I thoroughly enjoyed this. Unfortunately, most of the characters were rather unlikeable so my enjoyment was tempered by disgust. Khouri was the least objectionable person but she was a pawn for almost all of the book. I would say the ideas and the storyline were able to overcome the characters. That doesn’t happen very often for me.

After reading this, I feel like I have a decent grasp on modern Space Opera. Between Revelation Space, The Polity and The Culture, I can say it is something that I really like when it is done according to my tastes. I was apprehensive about starting this series, as I ended up disliking Banks’ The Culture book quite a bit. Thankfully this seemed to be more in line with The Polity, a series that I’m pretty in love with.

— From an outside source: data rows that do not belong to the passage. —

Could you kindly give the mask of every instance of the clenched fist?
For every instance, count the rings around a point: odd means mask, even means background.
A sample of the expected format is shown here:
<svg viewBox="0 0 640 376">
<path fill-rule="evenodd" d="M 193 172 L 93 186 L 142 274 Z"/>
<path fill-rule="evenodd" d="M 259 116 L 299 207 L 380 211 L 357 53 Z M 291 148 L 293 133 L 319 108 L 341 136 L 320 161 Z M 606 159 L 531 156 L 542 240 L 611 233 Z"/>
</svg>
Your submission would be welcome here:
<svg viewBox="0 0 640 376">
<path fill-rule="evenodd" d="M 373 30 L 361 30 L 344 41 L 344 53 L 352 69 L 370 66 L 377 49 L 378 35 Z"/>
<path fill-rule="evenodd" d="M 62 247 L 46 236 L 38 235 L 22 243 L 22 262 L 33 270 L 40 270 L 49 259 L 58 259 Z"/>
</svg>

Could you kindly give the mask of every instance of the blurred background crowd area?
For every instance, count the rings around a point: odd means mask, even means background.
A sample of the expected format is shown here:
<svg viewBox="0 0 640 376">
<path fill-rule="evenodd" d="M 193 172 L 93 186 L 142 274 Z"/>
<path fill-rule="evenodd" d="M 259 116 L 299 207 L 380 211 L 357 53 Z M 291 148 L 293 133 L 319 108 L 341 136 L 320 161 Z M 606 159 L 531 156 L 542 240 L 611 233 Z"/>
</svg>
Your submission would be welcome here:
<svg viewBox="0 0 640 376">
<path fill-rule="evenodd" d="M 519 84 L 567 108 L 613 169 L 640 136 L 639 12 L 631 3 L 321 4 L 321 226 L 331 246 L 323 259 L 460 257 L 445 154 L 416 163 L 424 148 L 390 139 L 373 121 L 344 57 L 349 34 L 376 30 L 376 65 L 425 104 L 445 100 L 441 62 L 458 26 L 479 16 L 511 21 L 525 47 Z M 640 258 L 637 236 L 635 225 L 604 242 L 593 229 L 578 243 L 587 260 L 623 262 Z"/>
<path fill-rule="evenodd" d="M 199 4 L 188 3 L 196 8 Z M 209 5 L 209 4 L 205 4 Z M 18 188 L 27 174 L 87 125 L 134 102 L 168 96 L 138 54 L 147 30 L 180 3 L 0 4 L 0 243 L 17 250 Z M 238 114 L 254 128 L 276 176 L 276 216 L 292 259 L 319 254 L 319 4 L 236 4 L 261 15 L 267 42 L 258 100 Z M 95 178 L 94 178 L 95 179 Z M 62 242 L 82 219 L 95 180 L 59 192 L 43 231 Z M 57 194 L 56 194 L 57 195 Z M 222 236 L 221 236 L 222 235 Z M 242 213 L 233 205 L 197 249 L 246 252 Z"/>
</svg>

The inclusion of techno-porn (ie, the abundant description of technologies above and beyond the call of duty) did make me skip whole paragrapsh while reading. From a layman’s perspective, talking about that kind of thing does nothing for me and is just babble. So I skip it. It also tends to date your book for those who do know what you’re writing about, as theories go out of style like fashion. Sometimes being a little vague is ok.

I tore through this in about 3 days. Started it on a Thursday evening and finished it up by reading all day Saturday. I’m glad I’ve got all 7 novels in the series lined up. I hope the others live up to this one.